Almost all current drugs are small molecules designed to fit into the folds of disease-causing proteins and inhibit their function. High doses are often needed to ensure that protein function is blocked sufficiently to produce therapeutic results, which in turn can produce harmful side effects.
In contrast, PROTACs engage the cells’ own protein degradation machinery to destroy targeted proteins by tagging them for removal and can do so multiple times, meaning it can work at lower doses, the authors say.
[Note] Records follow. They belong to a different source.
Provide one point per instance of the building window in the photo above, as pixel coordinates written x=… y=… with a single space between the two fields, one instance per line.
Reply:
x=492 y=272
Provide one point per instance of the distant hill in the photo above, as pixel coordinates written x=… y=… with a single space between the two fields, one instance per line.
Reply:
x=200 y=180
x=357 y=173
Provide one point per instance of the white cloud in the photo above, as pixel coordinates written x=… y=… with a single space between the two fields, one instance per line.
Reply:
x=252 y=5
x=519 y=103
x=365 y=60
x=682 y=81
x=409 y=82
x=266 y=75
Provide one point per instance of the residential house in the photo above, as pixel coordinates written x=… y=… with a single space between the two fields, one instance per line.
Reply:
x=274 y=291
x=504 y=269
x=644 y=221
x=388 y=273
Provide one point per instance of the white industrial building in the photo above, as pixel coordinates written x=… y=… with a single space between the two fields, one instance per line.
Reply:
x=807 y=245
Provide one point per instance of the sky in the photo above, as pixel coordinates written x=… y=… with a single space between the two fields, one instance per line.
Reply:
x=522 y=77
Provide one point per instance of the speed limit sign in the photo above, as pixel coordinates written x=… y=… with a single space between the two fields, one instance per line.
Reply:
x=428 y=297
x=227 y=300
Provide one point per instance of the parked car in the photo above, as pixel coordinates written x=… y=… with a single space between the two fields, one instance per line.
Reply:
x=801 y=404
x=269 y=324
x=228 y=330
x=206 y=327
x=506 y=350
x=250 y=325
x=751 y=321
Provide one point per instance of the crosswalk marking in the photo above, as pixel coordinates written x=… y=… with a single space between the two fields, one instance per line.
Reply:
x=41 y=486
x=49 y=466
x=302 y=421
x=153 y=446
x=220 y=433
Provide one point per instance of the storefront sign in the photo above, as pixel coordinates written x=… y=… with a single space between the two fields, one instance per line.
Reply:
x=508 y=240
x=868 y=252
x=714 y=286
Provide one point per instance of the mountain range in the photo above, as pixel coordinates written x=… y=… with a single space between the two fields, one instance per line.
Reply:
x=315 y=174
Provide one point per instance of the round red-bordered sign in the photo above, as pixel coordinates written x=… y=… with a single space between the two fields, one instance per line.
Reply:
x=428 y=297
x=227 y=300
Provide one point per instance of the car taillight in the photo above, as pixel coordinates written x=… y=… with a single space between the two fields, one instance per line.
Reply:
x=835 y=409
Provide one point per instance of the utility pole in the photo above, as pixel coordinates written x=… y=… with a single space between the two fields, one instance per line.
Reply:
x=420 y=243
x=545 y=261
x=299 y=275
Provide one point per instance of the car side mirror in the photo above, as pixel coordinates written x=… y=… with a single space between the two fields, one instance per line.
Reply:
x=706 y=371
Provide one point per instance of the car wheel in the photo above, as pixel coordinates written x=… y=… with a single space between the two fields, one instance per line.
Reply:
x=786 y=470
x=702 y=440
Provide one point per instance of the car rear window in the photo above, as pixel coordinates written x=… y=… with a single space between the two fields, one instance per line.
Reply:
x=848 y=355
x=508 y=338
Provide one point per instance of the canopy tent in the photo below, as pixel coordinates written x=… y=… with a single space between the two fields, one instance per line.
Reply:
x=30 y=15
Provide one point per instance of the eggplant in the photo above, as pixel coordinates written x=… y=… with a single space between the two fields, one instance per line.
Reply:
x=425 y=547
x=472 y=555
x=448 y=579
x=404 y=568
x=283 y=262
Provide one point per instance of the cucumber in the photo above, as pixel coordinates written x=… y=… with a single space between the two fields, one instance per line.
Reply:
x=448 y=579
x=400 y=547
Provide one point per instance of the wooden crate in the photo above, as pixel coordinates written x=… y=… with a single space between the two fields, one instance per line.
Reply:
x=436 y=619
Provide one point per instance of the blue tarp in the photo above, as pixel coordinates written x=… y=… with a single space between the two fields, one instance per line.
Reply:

This suggests this new type of drug has not only the potential to target proteins that are not currently “pharmaceutically vulnerable” but could do so safely, Crews said.
“This is a game-changer for drug development,” Crews said.
The PROTAC technology is being commercialized by New Haven biotechnology company Arvinas, LLC, which recently signed a $434 million partnership from pharmaceutical giant Merck to further explore the potential of the PROTAC technology.
Crews is scientific founder of Arvinas, LLC and Proteolix, Inc., which developed the next generation multiple myeloma drug Kyprolis® based on work from his lab. The study was funded by the National Institutes of Health and GlaxoSmithKline.